The research, carried out by SDL, found that UK adults put internet shopping far ahead of in-store.
Another 10% of shoppers said they would use a smartphone or tablet to do their online shopping.
The research found that many consumers research gifts in-store before buying through a different channel. Over 55% of adults said they visited a store to review products they planned purchasing online.
"While the data from those surveyed showed that more money will be spent online, the physical store is still very important and we believe the shopping season will be made up of customers experiencing brands through multiple channels," said Bob Hale, CEO of SDL Campaign Management & Analytics division. "Understanding and engaging customers based on their preferred use of each channel creates a customer experience consumers will value during Christmas and all year round."

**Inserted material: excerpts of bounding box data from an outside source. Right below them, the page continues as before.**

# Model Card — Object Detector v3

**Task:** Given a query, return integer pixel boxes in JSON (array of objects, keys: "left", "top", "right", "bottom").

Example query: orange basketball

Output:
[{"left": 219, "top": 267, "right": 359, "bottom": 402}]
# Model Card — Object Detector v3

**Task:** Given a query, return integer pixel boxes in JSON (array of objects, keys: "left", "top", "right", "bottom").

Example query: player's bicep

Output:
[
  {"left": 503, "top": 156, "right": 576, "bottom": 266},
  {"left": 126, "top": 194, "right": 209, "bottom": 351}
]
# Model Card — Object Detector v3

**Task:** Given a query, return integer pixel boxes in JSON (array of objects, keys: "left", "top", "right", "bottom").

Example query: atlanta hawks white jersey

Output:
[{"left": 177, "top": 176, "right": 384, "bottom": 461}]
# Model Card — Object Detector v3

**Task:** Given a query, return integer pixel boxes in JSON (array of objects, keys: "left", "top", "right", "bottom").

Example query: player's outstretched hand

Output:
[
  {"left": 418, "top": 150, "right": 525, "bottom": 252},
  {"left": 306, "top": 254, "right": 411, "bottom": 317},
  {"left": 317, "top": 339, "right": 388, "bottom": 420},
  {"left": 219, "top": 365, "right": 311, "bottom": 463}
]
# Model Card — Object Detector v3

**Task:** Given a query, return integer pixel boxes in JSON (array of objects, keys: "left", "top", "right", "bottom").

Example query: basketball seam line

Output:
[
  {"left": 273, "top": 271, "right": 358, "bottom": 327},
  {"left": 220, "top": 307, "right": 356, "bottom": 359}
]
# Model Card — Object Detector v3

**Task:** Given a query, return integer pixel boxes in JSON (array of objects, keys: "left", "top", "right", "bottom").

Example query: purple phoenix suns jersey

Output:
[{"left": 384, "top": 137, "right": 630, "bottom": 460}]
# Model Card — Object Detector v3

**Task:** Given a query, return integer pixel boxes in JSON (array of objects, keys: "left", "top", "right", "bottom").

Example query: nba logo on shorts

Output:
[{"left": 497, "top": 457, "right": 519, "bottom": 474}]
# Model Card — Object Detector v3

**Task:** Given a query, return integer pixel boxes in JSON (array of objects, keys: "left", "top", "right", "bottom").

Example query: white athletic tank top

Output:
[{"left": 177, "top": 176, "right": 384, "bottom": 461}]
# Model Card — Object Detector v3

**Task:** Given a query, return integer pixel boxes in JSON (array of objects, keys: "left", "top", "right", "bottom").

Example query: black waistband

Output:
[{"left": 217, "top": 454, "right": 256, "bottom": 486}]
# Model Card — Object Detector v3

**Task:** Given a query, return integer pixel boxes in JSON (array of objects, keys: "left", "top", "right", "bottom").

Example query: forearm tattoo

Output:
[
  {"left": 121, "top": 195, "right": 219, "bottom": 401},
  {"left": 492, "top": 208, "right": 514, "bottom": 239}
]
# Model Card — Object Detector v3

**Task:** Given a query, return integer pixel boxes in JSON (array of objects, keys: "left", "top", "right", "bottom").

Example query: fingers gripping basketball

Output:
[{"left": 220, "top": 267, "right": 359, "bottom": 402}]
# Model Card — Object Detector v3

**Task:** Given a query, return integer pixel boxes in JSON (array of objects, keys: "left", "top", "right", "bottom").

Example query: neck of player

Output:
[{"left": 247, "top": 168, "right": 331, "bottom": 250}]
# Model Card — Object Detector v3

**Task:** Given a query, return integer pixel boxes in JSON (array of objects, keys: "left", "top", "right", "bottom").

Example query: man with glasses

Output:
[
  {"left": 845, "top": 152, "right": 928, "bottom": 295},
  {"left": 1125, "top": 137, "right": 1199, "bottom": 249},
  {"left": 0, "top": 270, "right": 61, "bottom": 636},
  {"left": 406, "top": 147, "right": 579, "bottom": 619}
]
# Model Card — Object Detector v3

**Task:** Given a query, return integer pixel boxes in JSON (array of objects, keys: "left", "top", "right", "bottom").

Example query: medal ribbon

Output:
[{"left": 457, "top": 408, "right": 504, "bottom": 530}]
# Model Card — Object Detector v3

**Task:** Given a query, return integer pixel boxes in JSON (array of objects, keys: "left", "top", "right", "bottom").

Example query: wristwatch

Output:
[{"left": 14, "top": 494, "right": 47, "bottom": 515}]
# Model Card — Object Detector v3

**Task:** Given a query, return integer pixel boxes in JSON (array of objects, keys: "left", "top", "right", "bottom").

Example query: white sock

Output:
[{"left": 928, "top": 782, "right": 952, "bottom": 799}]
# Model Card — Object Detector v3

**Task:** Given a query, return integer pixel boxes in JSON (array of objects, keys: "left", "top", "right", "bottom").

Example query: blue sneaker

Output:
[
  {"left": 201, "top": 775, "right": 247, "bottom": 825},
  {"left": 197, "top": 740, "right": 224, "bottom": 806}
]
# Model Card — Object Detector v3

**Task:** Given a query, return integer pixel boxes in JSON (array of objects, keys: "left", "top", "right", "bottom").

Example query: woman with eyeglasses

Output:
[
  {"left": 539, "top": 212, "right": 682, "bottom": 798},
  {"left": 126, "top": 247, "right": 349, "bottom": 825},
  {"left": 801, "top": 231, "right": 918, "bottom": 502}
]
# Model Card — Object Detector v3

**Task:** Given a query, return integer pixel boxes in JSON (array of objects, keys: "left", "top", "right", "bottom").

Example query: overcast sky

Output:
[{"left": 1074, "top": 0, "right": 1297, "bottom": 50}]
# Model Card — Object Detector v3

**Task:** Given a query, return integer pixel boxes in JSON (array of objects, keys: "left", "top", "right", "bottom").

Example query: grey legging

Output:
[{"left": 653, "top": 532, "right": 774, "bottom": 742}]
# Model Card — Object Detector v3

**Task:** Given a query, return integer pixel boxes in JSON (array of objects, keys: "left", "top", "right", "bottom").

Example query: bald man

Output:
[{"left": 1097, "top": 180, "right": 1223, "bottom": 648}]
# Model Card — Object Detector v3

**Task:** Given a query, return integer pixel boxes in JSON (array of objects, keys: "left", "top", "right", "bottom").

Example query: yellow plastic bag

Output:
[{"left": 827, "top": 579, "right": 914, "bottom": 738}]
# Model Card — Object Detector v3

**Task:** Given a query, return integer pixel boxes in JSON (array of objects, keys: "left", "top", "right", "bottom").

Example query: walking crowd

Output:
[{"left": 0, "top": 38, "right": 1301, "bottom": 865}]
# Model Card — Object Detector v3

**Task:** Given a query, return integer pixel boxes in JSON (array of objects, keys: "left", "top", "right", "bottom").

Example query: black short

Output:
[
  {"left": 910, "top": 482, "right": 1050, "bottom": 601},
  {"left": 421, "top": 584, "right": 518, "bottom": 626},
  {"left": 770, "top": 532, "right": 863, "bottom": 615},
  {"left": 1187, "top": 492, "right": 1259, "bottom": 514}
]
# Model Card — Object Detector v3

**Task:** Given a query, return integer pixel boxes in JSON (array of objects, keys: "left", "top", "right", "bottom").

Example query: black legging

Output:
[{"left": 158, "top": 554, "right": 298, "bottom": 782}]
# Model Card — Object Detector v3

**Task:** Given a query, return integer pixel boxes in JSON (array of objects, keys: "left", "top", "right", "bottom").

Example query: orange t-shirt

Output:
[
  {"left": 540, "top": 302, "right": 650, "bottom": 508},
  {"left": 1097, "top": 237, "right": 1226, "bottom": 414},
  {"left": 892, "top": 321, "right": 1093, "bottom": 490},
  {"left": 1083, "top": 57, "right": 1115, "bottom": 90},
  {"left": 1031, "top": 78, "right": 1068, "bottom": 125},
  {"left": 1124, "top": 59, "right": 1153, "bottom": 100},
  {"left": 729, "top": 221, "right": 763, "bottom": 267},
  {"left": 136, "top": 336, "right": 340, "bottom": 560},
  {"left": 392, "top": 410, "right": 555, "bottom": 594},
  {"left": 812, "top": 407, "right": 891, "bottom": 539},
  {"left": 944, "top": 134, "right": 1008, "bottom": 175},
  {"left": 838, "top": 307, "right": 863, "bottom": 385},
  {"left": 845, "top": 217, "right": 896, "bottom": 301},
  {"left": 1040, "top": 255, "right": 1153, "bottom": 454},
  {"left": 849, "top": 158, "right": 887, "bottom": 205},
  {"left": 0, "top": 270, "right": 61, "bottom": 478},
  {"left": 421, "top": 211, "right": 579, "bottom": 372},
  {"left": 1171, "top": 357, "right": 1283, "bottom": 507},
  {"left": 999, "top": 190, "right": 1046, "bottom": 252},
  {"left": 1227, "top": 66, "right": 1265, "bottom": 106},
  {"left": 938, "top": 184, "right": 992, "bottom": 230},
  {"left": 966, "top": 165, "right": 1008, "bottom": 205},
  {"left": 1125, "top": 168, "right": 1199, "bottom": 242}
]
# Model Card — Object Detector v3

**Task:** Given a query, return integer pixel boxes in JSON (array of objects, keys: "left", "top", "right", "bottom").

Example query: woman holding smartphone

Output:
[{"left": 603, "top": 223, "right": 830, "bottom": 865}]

The study follows an earlier report by Virgin Media business which found that 73% of CIOs said that more technology was needed in shops in the run up to Christmas. Half of the respondents also said the retail sector was in need of a "technological revolution."
"A multi-channel approach to attracting customers into stores and making them part with their cash is now a necessity for retailers," said Tony Grace, COO of Virgin Media Business. "CIOs in the sector have clearly recognised this and are pushing for more to be done with technology on the high street. By making the right technology decisions, both in store and online, retailers and consumers stand to get the maximum benefits from digital solutions."
Grace suggests that retailers can integrate mobile and social media capabilities to help customers pinpoint what they want when shopping.
"There are retailers that have picked up on this potential early, integrating mobile shopping apps, virtual fitting rooms and using social networking sites to influence purchasing decisions. New high bandwidth connectivity options for UK retailers are available to implement ideas and tactics that'll tempt shoppers away from the keyboard. However, there's clearly room for even more creative use of technology to influence and help customers make up their minds."